There is some federal entity, I think I recall it as the “Medical Board” but I’m not too sure. According to what was disclosed, this entity is responsibility for reviewing and evaluating medical information on a wide variety of health/medical related topics with the job of making recommendations on what position federal government agencies should take on treatments, life style issues, etc. and which generally end up being the consensus medical position in the U.S. How they operate may very well be indicative of constraints on other federal entities.
I watched something called a “debate” which included no debating at all but revealed something important about the way establishment medicine works via the topic they “debated’. Which is to say, the particular topic is not the point, it is the procedure and the mentality revealed. This may be on YouTube but I’m not sure.
One side was several people who serve on this entity. The other side was an equal number of medical researchers in vitamin D therapies.
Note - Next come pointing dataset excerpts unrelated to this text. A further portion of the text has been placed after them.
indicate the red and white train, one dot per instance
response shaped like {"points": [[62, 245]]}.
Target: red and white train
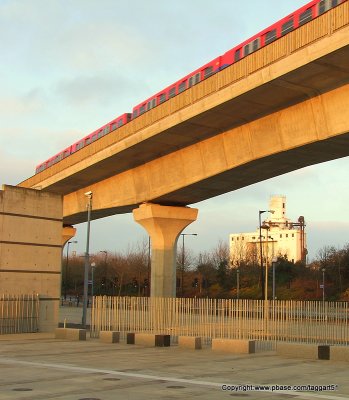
{"points": [[308, 12]]}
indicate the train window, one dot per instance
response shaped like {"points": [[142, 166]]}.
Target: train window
{"points": [[287, 27], [162, 98], [172, 92], [193, 80], [255, 44], [270, 36], [322, 6], [182, 86], [251, 47], [305, 17], [247, 50], [151, 104], [208, 71]]}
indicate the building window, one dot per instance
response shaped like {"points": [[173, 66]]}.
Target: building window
{"points": [[270, 36]]}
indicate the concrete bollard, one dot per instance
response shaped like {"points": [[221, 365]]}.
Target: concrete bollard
{"points": [[237, 346], [109, 336], [70, 334], [190, 342]]}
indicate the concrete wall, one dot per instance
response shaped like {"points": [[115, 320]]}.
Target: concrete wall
{"points": [[31, 248]]}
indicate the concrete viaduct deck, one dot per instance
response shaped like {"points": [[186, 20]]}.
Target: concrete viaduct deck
{"points": [[282, 108]]}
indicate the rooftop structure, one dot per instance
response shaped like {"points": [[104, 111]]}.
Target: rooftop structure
{"points": [[279, 237]]}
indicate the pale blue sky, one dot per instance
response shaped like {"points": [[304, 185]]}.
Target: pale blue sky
{"points": [[68, 67]]}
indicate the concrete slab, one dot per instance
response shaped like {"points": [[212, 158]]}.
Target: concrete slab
{"points": [[45, 368]]}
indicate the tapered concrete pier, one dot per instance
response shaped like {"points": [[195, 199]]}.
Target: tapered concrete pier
{"points": [[164, 225]]}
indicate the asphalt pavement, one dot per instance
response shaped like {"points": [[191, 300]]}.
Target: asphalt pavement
{"points": [[38, 366]]}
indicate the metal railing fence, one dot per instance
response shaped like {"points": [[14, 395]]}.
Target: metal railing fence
{"points": [[19, 313], [278, 320]]}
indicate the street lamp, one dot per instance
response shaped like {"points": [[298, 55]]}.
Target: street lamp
{"points": [[323, 284], [105, 269], [182, 272], [93, 266], [274, 265], [66, 269], [87, 256], [261, 249]]}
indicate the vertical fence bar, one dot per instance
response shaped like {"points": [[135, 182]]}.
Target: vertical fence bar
{"points": [[296, 321]]}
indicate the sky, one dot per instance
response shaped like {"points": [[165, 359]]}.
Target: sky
{"points": [[68, 67]]}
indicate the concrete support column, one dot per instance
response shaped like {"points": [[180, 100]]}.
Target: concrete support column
{"points": [[68, 232], [164, 225]]}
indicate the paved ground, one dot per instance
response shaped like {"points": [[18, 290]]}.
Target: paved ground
{"points": [[36, 366]]}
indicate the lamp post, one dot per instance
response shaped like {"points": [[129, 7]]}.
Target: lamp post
{"points": [[323, 284], [261, 249], [274, 265], [87, 256], [182, 272], [93, 266], [66, 269], [105, 270]]}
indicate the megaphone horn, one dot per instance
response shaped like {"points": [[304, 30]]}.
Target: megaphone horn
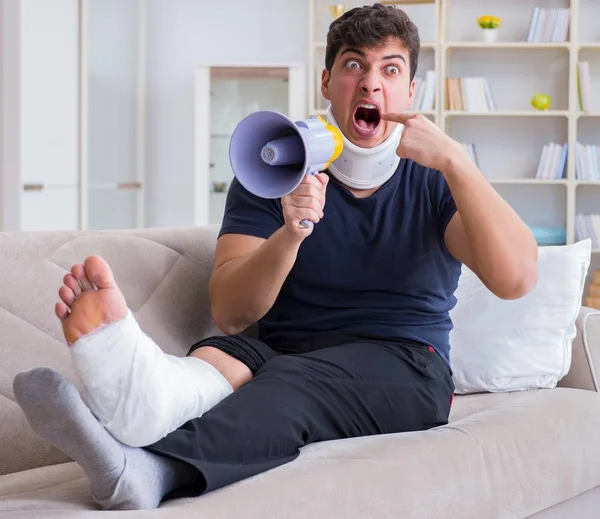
{"points": [[270, 154]]}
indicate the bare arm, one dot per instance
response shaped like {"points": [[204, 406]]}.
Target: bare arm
{"points": [[249, 271]]}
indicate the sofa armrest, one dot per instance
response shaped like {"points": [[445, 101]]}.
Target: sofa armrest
{"points": [[585, 363]]}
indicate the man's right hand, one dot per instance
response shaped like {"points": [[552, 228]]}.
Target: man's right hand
{"points": [[306, 202]]}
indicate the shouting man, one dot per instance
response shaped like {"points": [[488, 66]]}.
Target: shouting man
{"points": [[353, 312]]}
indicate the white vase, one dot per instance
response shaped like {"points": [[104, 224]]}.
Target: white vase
{"points": [[490, 35]]}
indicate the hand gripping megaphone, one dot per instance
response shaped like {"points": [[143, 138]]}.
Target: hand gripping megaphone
{"points": [[270, 154]]}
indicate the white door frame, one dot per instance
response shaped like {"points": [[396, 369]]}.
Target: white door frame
{"points": [[297, 110]]}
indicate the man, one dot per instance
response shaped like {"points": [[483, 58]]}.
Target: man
{"points": [[353, 312]]}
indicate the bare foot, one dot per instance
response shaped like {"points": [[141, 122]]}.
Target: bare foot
{"points": [[90, 298]]}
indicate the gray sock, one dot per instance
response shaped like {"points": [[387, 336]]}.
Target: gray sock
{"points": [[121, 477]]}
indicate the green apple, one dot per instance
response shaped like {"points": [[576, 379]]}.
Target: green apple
{"points": [[541, 101]]}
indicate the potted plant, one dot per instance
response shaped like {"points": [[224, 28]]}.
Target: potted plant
{"points": [[490, 26]]}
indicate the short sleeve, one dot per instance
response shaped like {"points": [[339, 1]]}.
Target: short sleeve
{"points": [[246, 213], [442, 201]]}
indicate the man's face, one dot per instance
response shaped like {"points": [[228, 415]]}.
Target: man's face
{"points": [[365, 83]]}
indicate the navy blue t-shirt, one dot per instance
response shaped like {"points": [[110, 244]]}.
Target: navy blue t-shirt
{"points": [[373, 267]]}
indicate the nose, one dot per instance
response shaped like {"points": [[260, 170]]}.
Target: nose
{"points": [[370, 82]]}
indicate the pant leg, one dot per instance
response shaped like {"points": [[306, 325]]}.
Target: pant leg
{"points": [[356, 389], [252, 352]]}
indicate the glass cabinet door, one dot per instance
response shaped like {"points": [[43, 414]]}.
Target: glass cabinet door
{"points": [[112, 131]]}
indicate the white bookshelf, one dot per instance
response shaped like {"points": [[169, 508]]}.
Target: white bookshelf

For those not familiar with the current literature, there are a large number of conditions that could be termed degenerative diseases that may be partly or largely related to vitamin D deficiency. There are vit D receptors on virtually every cell in the body. Treatment regimes are generally in the order of 20,000, 40,000, 60,000 or more units per day (and often include other considerations, that is they are often not just isolated vit D treatments).
The medical board people had by far the larger part of the speaking time which covered the studies they had used but about which they were rather vague. They spoke of their official recommendations which are mostly met by 400 to 600 units per day. The other side replied (more or less) but, but, but …. there are hundreds, probably thousands of medical journal articles from the last decade reporting favorable results with far larger amounts.
The reply was yes, we know about those studies but we can only utilize FDA protocol double blind studies in making our recommendations.
But, but, but … it is very difficult, and extremely expensive, to get FDA approval for treatments outside the generally recognized parameters. Almost all such studies have used 400 units per day, with a few at 800 units per day. None have tested real therapeutic dosages. There have been many favorable large clinical studies utilizing much greater amounts.
WE can only do what we can do.
It’s hard to imagine this mess ever getting fixed.